2020-03-10

ライプツィヒ・ワークショップ (2019.08.21)

ライプツィヒ・ライプニッツ地域地理研究所での研究報告および国際セミナー準備会合

会場はライプツィヒの郊外にある「ライプニッツ地域地理研究所」にて行われた

エアフルト応用科学大学と名城大学がそれぞれセミナー代表として申請した2019年度の二国間交流事業・セミナーは、日本学術振興会及びドイツ研究財団の助成を受けて実施されることとなった。このセミナーのテーマは「シュリンキングシティ再考 -人口変化の新パターン・地域での多面性と多層のガバナンス」とされ、大学や研究機関の枠を超えて組織された。セミナーの主な内容として、次の3つの点があげられた。すなわち、1)人口の減少と増加を含む経年的変化の地域的な不均一性とその変化のパターンを議論すること、2)人口減少の地域的特徴をより深く理解すること、3)行政・民間・市民など多様なレベルでのシュリンキングシティに関わる課題に対応するガバナンスの事例と方向性の議論すること、である。人口減少が地域的にも時間的にも一直線で類似的ではないことが明確になりつつある中で、日本とドイツのさまざまな地域での多様な状況を明らかにすることが重要と考えられた。

 セミナーは、2019年10月に日本側、すなわち名城大学と龍谷大学で実施されることとされ、タイトルは「シュリンキングシティ再考 -人口変化の新パターン・地域での多面性と多層のガバナンス(Shrinking cities revisited: New patterns of uneven population development, multifaceted local implications, and the challenges of multi-level governance)」である。
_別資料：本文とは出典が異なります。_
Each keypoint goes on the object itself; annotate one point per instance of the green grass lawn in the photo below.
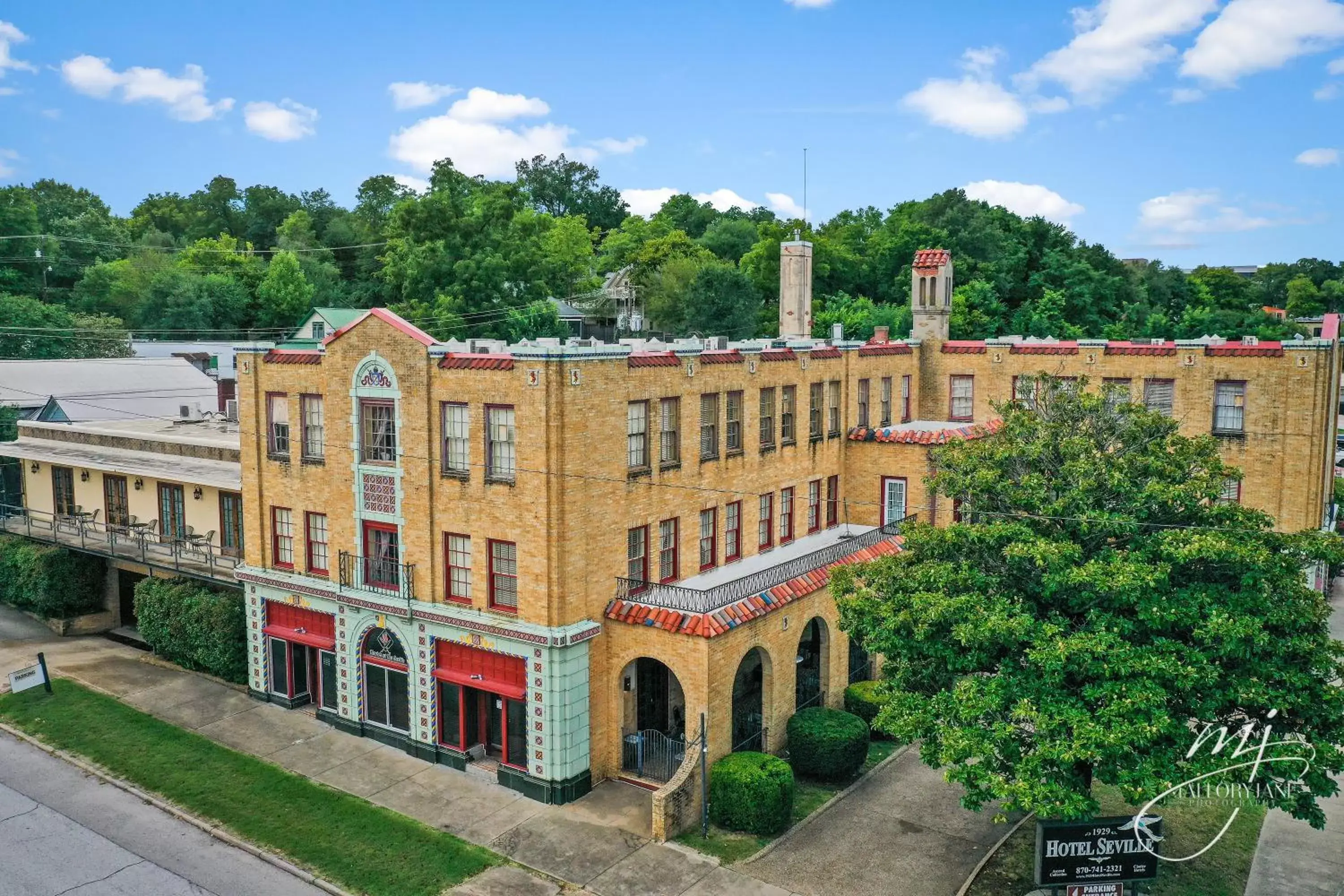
(1187, 829)
(808, 797)
(343, 839)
 このセミナーに先立ち、2019年8月にワークショップが開催された。ワークショップの主な目的は、上述の3つの関心をドイツ側と日本側の研究者で共有することを目的としており、まずは日本側の認識をドイツで報告することであった。主催と場所の提供は、ドイツ・ライプツィヒ近郊にあるライプニッツ地域地理研究所(Leibniz Institute for Regional Geography:IfL)から行われた。ライプニッツ地域地理研究所はドイツで唯一の地理学に関する研究所であり、96の研究施設を傘下に収めるゴットフリート・ヴィルヘルム・ライプニッツ学術連合(通称ライプニッツ協会)の一つの研究所である。ライプニッツの名称は17世紀から18世紀にかけて多大な業績を残した哲学者・数学者を顕彰したものであり、ライプニッツは微分積分学等の分野において日本でもよく知られている。JETROの紀要では「世界地理研究所」と邦訳されている一方、「ライプニッツ地誌研究所」と邦訳する日本の研究者もいたが、本稿では「ライプニッツ地域地理研究所」とした。

研究会での議論をしている様子

ワークショップは2019年8月21日(水)午前10時から午後4時にかけて、研究所108号室において実施された。出席者は下記の通り。

日本側出席者

服部圭郎(龍谷大学政策学部教授)Keiro Hattori(Ryukoku University)

海道清信(名城大学都市情報学部教授)Kiyonobu Kaido(Meijo University)
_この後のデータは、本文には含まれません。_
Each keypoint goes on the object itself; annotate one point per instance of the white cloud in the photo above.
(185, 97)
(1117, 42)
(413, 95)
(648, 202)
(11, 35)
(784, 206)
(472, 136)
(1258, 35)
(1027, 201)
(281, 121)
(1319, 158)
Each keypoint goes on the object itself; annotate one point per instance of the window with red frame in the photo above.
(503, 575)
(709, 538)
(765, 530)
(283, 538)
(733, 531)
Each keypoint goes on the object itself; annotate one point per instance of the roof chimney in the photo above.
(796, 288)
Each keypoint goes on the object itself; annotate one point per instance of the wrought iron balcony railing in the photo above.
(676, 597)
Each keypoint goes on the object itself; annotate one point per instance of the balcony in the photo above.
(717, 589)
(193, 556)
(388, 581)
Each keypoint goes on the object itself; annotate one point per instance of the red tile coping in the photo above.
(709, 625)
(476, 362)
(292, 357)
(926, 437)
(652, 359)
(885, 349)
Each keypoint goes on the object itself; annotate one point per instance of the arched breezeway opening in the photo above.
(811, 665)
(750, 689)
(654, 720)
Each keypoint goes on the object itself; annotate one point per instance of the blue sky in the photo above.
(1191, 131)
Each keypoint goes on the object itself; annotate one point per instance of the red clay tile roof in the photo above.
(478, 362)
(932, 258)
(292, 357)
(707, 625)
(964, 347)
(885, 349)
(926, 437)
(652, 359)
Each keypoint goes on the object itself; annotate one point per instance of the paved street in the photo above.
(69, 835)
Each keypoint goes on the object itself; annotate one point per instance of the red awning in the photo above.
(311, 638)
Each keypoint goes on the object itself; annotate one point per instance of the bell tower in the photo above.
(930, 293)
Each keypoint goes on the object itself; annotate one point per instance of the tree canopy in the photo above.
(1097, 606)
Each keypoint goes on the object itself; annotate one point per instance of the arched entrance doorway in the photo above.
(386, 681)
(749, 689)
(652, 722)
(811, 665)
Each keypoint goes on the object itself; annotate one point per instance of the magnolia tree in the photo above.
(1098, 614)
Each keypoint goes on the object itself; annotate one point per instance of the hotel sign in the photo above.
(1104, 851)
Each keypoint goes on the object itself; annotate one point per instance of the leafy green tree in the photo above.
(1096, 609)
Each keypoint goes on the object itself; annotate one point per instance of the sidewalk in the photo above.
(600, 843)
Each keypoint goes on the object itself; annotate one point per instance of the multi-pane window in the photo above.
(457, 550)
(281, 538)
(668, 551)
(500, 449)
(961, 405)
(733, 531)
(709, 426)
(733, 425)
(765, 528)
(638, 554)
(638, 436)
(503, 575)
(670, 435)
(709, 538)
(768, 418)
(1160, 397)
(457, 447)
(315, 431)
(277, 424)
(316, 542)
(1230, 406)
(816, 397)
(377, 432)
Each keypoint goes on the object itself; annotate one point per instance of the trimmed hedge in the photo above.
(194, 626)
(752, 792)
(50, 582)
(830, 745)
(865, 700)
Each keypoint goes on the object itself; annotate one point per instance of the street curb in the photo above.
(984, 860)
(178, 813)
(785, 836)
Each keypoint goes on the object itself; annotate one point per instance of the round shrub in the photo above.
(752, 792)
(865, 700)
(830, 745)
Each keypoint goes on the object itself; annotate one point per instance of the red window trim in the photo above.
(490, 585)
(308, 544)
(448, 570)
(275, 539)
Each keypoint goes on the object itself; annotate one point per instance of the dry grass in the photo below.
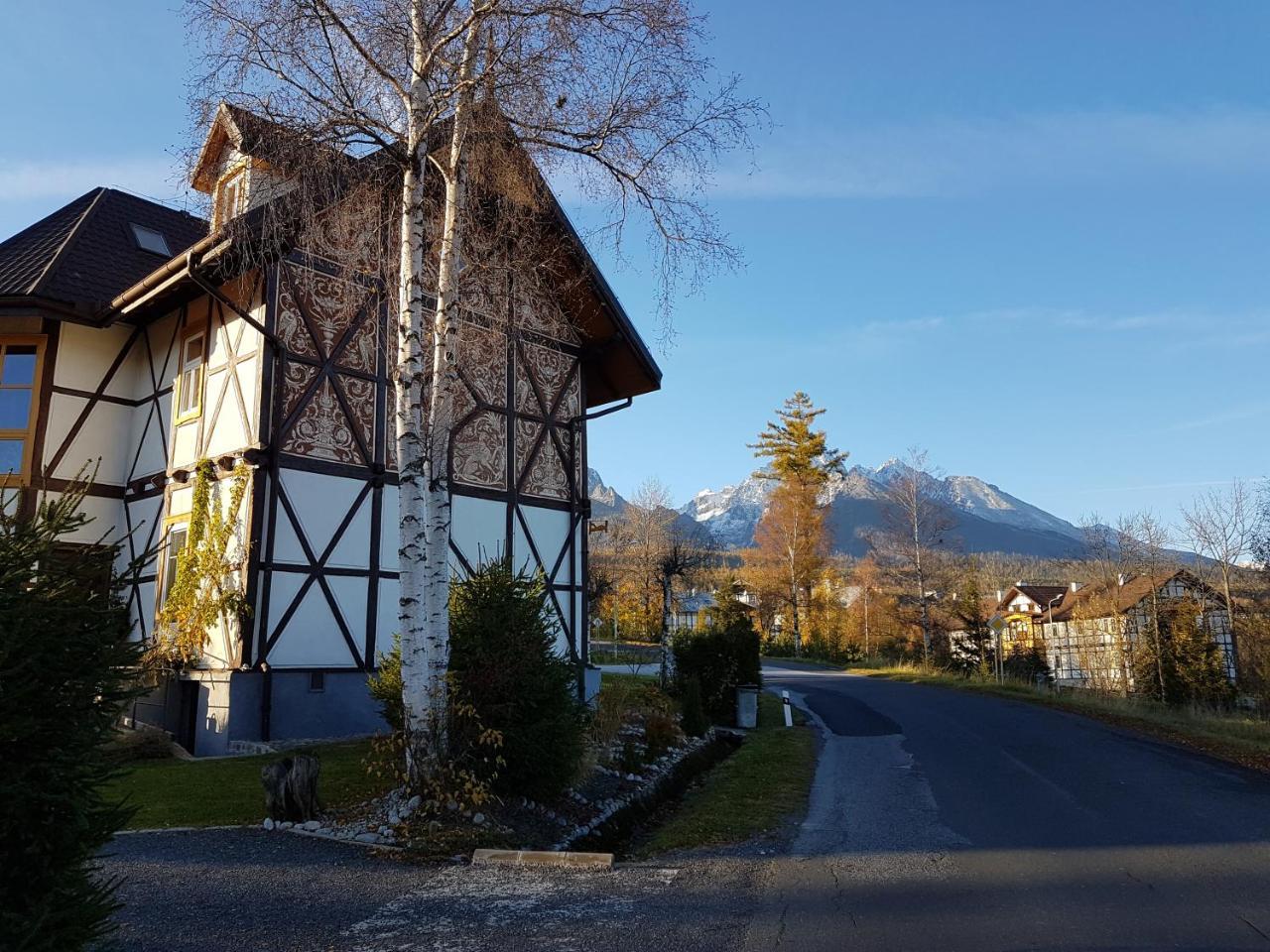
(1241, 739)
(752, 792)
吉田友彦(立命館大学政策科学部教授)Tomohiko Yoshida(Ritsumeikan University)

ドイツ側出席者

ティム・レイバート Tim Leibert (Leibniz-Institute for Regional Geography) 

シロ・ラング Thio Lang (Leibniz-Institute for Regional Geography)

マニュエル・ウォルフManuel Wolff (Humboldt University of Berlin)

カトリン・グロスマン Katrin Grossmann (University of Applied Sciences, Erfurt)

マリア・ブドニク Maria Budnik (University of Applied Sciences, Erfurt)

発表後の質疑応答の様子。発表者は吉田教授

研究討論は主に日本側の参加者3名の報告とカトリン教授の司会によって行われ、研究討論の後は日本で実施する二国間交流事業セミナーの詳細プログラムについて確定を行った。

2019年8月21日(水)

第1セッション 10:00~12:00

海道清信「Shrinking Cities in Japan: In-equal transformation and my studies」

休憩 12:00~13:00

第2セッション 13:00~14:00

服部圭郎「Shrinking Situation in Japan」

第3セッション 14:00~15:00

吉田友彦「Factors Affecting Close Proximity of Older Parents and their Adult Children in Japan」

第4セッション 15:00~16:00

2019年10月に行うセミナーについての具体的な実施方法について議論された後、ワークショップは終了した。